It works very well when powered with a 12V/20A switch-mode supply. But when powered with a 12V Lead-Acid battery, the DC-DC booster breaks down (short circuit on the booster input after a short while).

I simply don't understand this behaviour and I have now destroyed two boosters on this stunt. There must be something different with the switch-mode versus the battery - although both are a 12V source for the DC-DC booster.

What is going on? Can anyone explain this?

The picture shows the 3 parts (switch-mode supply, DC-DC booster and battery)

switch-mode supply, DC-DC booster and battery

Update:

The damage is done after a few seconds (5-10) presumably after the LiPo is disconnected on the output (while testing). Maybe the battery should be disconnected first, although this is not needed with the switch-mode supply. However something points to this may be the cause, as there seems to be no problem while the charging is ongoing from the battery (although this is only tried for the mentioned 5-10 seconds).

It's true that there is a swift rise in the PCB temperature, which is not seen with the switch-mode supply. The manufacturer only suggests adding cooling above 6A (its 96% efficient). So it's not a real cooling problem.

As described, the booster input becomes shorted, which may be from an excessive current that shorts the PCB to the underlying aluminium plate. I lean towards thinking there is a resonance phenomenon, but I have never heard about/seen that. The battery manufacturer states an internal resistance of 37mOhm at 1kHz.

I'm not too happy to try anything before things are more clear.

Update-2:

With a fuse on the input of the DC-DC, I have discovered that it blows when the output from the DC-DC is disconnected from the LiPo-battery to be charged. This only happens when using a Lead-acid battery as power source (aka not with the sw-mode).

The difference is, that the Lead-acid battery can burst up to 40A and by all means the DC-DC apparantly destroys itself by eating all this.
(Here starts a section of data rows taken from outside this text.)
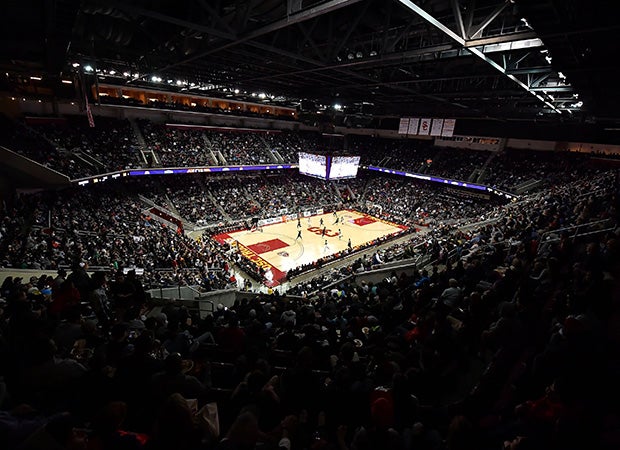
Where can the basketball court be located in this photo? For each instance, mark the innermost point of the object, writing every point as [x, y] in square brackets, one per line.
[277, 247]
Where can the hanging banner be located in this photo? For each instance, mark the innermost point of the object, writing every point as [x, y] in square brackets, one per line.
[403, 126]
[448, 127]
[425, 127]
[414, 122]
[436, 127]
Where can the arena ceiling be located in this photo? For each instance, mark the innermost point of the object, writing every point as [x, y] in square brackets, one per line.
[462, 58]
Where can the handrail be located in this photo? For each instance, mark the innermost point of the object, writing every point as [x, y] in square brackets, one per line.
[572, 227]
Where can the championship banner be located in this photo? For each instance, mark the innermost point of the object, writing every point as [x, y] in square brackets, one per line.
[414, 123]
[425, 127]
[436, 127]
[403, 126]
[448, 127]
[89, 114]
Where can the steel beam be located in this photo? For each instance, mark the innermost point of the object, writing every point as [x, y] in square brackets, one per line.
[552, 89]
[475, 51]
[301, 16]
[490, 18]
[530, 70]
[456, 10]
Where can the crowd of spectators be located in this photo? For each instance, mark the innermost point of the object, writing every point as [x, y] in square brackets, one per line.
[19, 138]
[111, 143]
[108, 229]
[512, 343]
[176, 147]
[240, 147]
[194, 107]
[71, 146]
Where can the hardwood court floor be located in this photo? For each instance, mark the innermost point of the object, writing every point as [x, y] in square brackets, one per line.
[276, 247]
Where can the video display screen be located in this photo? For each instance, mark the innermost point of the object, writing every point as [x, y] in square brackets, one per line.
[313, 165]
[344, 167]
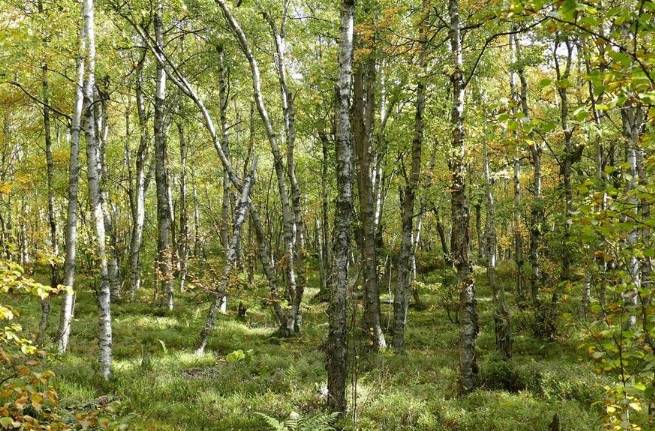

Key to solve this problem is: Why does the DC-DC sukcs all that Amp. when its output is disconnected.

The trivia is gaussian: when the current from a coil is removed, the coil tries to keep the current by raising the voltage and a runaway situations is happening in the control circuit (IC). The sw-mode apprantly prevent this by simply its overvoltage protection etc. which a LA battery doesnt.

The non triva is: Why did they design this DC-DC to self-destruct, well knowing that someone possibly would use a powerfull battery (and not a sw-mode) as the power source.

The not-so-happy-solution is to use a finger-resattable fuse on the input, but a better is recommended.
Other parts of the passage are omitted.